The engine only needs to look up ONE BTREE to obtain both fields it needs to give the result.

Why this is not always feasible:

- The Index costs extra space (it matters if your DB has millions of rows)
- A small bit of extra cycles when inserting (it has to insert new rows into the table and also into every index you have on that table).

That said, it makes look-ups lightning-fast.

As an aside, for a medium-sized normal DB that can wholly fit in memory, I doubt you would see much of a gain. Memory is already pretty speedy, it will be hard to see a difference in human time-scales between one and two look-ups of an in-memory DB.

Many optimizations are possible for an in-memory database.
SQLite uses the same data structure for on-disk and in-memory databases
to reduce complexity.

Could an index use a "direct pointer" for an on-disk database?  Yes it could.
And in fact many other RDBMSes work this way.  Instead of storing
the primary key of the table in the index, they store an offset into the disk
file that holds the main table, thus avoiding the second b-tree search.

The problem with storing a pointer rather than the record primary key in the
index is this: if the main table is reorganized in any way, such as being
vacuumed or compacted or if a record simply moves around to keep
a [clustered index][1] in balance,
all corresponding index entries need to be updated too.

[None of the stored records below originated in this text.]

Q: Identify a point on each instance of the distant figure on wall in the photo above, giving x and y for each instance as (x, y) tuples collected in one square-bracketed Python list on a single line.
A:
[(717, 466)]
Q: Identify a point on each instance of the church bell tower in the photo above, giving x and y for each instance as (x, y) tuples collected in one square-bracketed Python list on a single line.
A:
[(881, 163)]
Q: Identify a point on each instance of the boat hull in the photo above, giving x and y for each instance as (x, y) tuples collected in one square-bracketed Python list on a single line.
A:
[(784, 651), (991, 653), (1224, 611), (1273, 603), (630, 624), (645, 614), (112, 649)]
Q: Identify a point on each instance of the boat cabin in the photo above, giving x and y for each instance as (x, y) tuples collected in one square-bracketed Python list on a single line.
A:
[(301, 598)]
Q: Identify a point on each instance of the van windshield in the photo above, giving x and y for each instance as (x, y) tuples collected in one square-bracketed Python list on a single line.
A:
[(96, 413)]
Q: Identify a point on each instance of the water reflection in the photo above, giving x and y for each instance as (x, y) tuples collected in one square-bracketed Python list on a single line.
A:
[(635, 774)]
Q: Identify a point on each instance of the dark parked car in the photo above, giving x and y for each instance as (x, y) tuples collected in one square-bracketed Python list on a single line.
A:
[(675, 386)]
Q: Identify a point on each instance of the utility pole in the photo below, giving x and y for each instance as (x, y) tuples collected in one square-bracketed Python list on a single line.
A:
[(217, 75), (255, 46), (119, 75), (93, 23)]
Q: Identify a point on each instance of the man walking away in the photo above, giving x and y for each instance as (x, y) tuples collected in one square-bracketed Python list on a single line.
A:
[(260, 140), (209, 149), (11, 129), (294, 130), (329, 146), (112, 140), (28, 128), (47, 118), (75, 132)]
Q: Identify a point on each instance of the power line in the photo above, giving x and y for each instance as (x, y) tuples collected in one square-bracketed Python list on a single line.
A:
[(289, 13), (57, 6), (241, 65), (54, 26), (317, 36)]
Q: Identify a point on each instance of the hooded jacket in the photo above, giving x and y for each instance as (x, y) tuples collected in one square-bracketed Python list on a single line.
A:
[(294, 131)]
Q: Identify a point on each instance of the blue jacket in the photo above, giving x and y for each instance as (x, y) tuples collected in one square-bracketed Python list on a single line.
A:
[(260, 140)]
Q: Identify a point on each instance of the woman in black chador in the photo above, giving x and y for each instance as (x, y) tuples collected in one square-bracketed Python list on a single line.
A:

[1]: https://en.wikipedia.org/wiki/Database_index#Clustered

Notice however, that this does not reduce your _asymptotic_ access time.
Doing an indexed lookup is O(NlogN) regardless of whether or not the index
stores a pointer or a primary key.  Any savings is but a constant
factor, and it turns out that constant is small, since the fan-out on
the table is usually large and the extra search time for the table entry
is minimal.

So, yes, you could completely redesign the storage system of the database
in order to use different storage mechanisms for tables and indexes (thus
requiring different code paths, doubling the code and complexity) in order
to get a small constant improvement in indexed lookup time at the cost of a larger constant increase in rebalancing operations for clustered indexes.
That is a trade-off that many RDBMSes make.  But it won't be happening with
SQLite, because:

  1.  The current trade-off seems to work extremely well.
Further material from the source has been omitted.